CCoonncclluussiioonn La prise en compte des plus récentes connaissances portant sur les PME nous amène à revoir les bases sur lesquelles, traditionnellement, les gouvernements ont fondé leurs interventions auprès des entreprises. Le constat est à l’effet que les interventions publiques demeurent encore trop souvent de type macro, prenant la situation des marchés comme base de leurs interventions. Ils peinent à se déplacer au niveau « micro », celui des entreprises, entraînant ainsi la création de programmes et de mesures trop standardisés et sans complémentarité véritable par rapport aux besoins spécifiques des entreprises, avec comme résultat un succès limité.
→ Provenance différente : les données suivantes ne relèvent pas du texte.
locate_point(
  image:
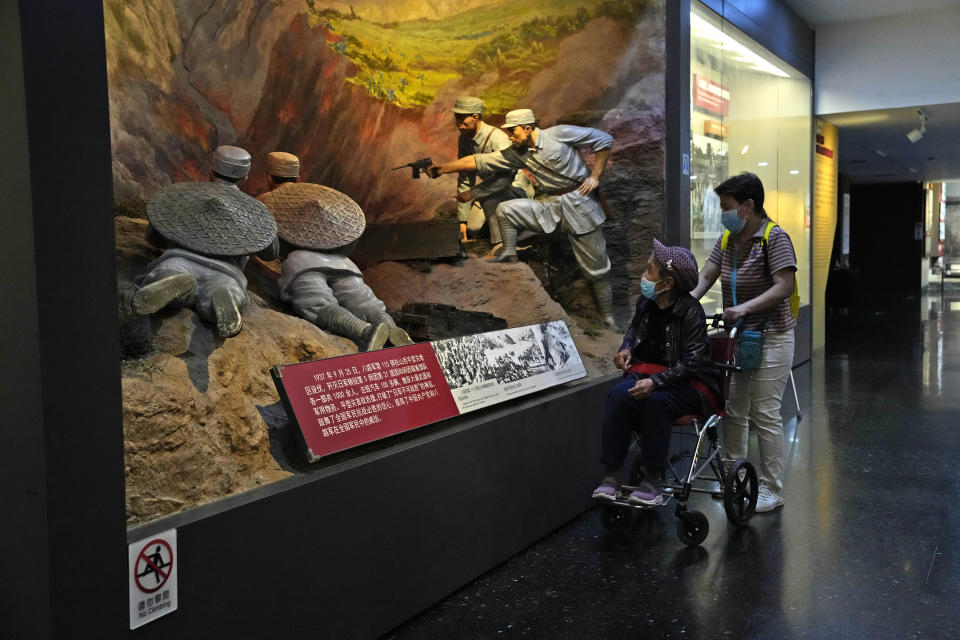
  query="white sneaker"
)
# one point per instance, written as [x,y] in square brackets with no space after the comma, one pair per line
[769,499]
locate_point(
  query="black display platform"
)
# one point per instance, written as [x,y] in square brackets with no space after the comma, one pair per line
[355,549]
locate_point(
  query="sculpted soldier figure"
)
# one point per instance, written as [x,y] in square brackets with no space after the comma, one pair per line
[318,228]
[566,195]
[281,168]
[476,136]
[230,165]
[209,229]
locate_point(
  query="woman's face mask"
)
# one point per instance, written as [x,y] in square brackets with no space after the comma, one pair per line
[731,221]
[647,288]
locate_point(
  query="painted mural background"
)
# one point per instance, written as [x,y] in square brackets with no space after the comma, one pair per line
[355,89]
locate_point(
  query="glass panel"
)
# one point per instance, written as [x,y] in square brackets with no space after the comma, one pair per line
[750,111]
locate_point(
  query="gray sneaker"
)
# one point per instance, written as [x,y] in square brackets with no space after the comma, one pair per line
[769,499]
[649,493]
[606,492]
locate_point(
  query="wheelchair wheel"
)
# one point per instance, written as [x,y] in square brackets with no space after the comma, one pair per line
[616,518]
[692,527]
[740,490]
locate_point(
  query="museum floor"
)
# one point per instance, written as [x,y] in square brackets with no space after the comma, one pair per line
[864,548]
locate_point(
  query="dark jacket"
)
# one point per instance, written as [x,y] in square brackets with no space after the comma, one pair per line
[687,346]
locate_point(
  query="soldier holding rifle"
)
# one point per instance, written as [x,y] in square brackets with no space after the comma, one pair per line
[566,193]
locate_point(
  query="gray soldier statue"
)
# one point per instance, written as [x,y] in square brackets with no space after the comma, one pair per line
[318,228]
[566,195]
[476,136]
[210,229]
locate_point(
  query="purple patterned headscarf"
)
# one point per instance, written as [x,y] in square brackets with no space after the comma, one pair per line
[678,263]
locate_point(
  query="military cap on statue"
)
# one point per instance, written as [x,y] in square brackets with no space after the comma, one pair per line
[231,162]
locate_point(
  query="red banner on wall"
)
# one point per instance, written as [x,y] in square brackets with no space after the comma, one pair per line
[345,402]
[351,400]
[710,96]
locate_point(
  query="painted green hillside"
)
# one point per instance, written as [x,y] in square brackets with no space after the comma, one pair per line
[407,62]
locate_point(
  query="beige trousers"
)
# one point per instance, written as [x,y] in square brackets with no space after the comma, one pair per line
[757,396]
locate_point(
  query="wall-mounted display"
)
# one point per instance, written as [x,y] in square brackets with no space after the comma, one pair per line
[333,97]
[750,111]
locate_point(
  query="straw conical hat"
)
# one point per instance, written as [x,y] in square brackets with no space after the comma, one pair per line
[211,218]
[312,216]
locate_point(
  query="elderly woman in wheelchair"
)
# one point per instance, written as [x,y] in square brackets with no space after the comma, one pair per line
[668,373]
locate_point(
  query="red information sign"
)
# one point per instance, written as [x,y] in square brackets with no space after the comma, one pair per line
[710,96]
[351,400]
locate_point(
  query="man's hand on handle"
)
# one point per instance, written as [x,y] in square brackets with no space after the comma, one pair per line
[622,359]
[642,389]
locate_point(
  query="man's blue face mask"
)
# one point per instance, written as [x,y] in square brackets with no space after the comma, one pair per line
[731,221]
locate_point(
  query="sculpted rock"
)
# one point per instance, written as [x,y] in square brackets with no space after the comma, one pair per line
[512,292]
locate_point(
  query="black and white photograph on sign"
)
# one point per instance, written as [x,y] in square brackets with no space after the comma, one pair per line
[491,367]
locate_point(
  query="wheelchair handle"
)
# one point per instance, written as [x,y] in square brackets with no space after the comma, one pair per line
[736,327]
[717,319]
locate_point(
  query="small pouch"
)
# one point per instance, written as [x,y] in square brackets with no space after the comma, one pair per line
[750,349]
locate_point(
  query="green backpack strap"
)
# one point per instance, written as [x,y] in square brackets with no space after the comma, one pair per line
[795,296]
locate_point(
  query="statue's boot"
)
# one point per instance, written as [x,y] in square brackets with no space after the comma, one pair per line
[508,233]
[399,337]
[229,319]
[157,295]
[604,295]
[338,320]
[375,336]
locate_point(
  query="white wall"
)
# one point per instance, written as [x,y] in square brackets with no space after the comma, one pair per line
[882,63]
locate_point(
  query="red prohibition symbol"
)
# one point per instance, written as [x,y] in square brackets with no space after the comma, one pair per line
[158,564]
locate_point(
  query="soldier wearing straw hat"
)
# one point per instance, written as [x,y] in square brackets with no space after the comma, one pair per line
[566,196]
[210,229]
[476,136]
[318,227]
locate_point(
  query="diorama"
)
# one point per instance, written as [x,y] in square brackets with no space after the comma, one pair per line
[276,203]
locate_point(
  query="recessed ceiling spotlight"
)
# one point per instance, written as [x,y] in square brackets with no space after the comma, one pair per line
[914,135]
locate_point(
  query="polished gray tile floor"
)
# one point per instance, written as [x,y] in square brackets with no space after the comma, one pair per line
[864,547]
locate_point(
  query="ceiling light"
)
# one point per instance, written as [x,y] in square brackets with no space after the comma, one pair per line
[914,135]
[705,29]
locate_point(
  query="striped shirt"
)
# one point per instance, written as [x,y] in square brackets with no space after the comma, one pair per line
[753,279]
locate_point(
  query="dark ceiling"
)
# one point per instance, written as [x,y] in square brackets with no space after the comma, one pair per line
[865,135]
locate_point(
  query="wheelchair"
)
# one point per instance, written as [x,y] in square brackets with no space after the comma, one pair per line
[696,468]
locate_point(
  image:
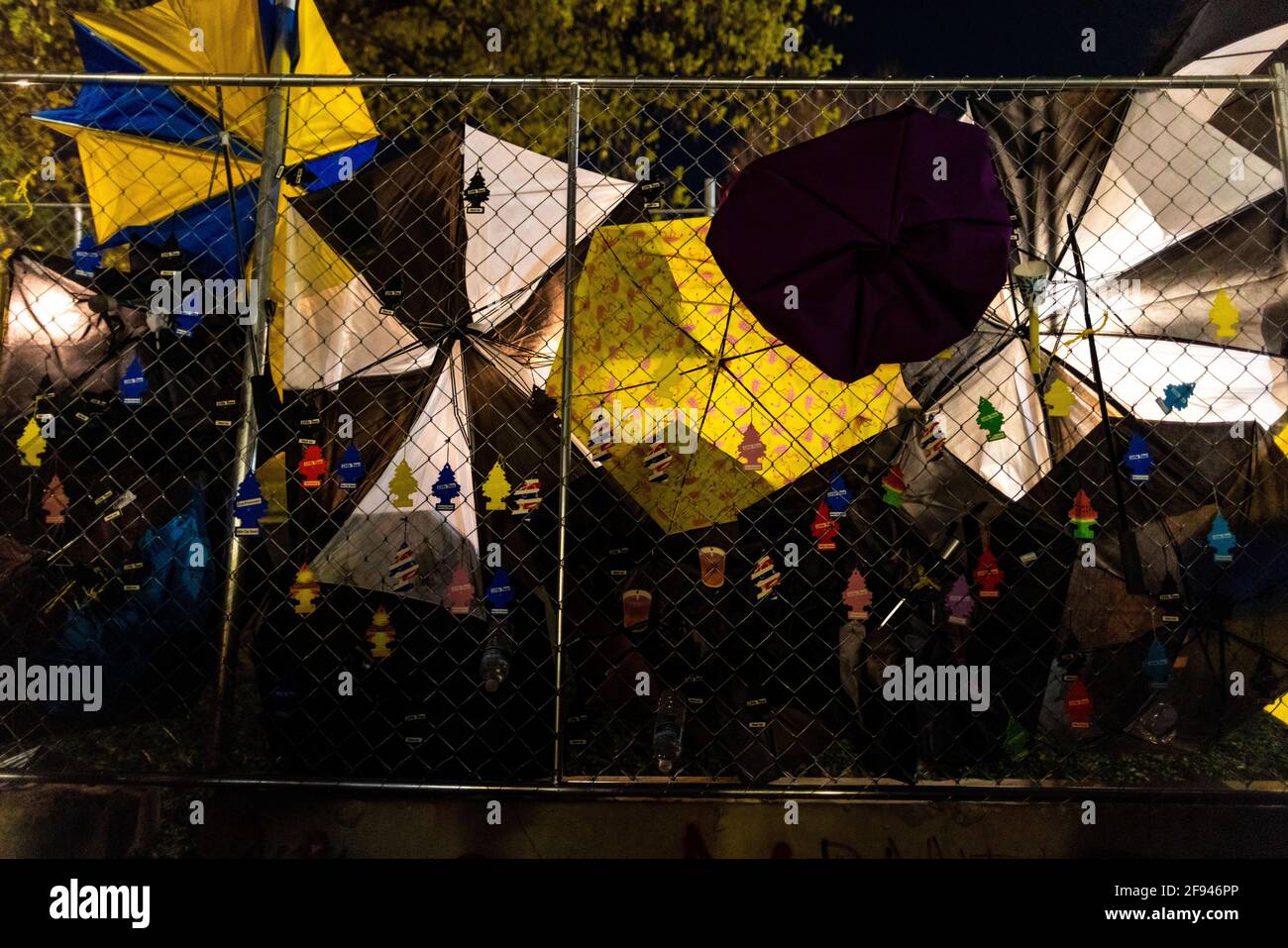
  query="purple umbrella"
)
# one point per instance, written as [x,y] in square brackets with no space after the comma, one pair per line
[893,232]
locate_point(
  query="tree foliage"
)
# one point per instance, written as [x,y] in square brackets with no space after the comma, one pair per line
[684,133]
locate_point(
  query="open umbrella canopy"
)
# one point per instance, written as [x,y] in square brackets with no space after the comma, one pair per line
[666,352]
[485,326]
[181,165]
[883,241]
[1177,209]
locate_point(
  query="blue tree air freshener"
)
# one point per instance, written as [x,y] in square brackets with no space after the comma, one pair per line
[134,384]
[250,506]
[837,497]
[1158,665]
[498,592]
[352,469]
[86,263]
[1175,397]
[446,489]
[1137,460]
[188,314]
[1222,540]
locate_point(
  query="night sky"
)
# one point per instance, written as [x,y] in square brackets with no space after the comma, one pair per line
[1008,38]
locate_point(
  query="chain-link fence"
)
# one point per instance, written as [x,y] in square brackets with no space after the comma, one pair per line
[492,478]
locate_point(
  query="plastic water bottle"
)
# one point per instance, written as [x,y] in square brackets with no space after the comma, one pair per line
[494,666]
[669,730]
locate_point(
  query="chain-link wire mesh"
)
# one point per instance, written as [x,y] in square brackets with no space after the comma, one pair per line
[682,553]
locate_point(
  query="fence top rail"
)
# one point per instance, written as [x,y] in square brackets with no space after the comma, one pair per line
[966,84]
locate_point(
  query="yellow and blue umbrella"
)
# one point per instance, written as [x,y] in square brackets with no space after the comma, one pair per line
[180,165]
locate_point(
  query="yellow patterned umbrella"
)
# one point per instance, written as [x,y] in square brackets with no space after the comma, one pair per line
[666,351]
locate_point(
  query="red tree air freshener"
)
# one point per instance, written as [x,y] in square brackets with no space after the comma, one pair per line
[657,460]
[857,596]
[313,467]
[752,449]
[460,592]
[1077,704]
[765,576]
[305,591]
[1083,517]
[824,528]
[960,603]
[711,563]
[988,575]
[54,502]
[381,634]
[894,485]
Par ailleurs, les interventions gouvernementales de type macro

négligent la « qualité » de l’environnement des entreprises, facteur clé dans la compétitivité de celles-ci. Pour accroître l’efficacité de leurs interventions auprès des entreprises, les gouvernements devraient donc partir de la situation globale de l’entreprise elle-même et de ses capacités à innover et à croître. Il devrait travailler à créer un environnement stimulant et « informatif » en accélérant l’animation de son système d’innovation et en renforçant les interrelations avec chacun des acteurs de système. Finalement, est-il nécessaire de rappeler que c’est l’entrepreneur qui entreprend et les actions des pouvoirs publics ne doivent viser qu’à faciliter son travail.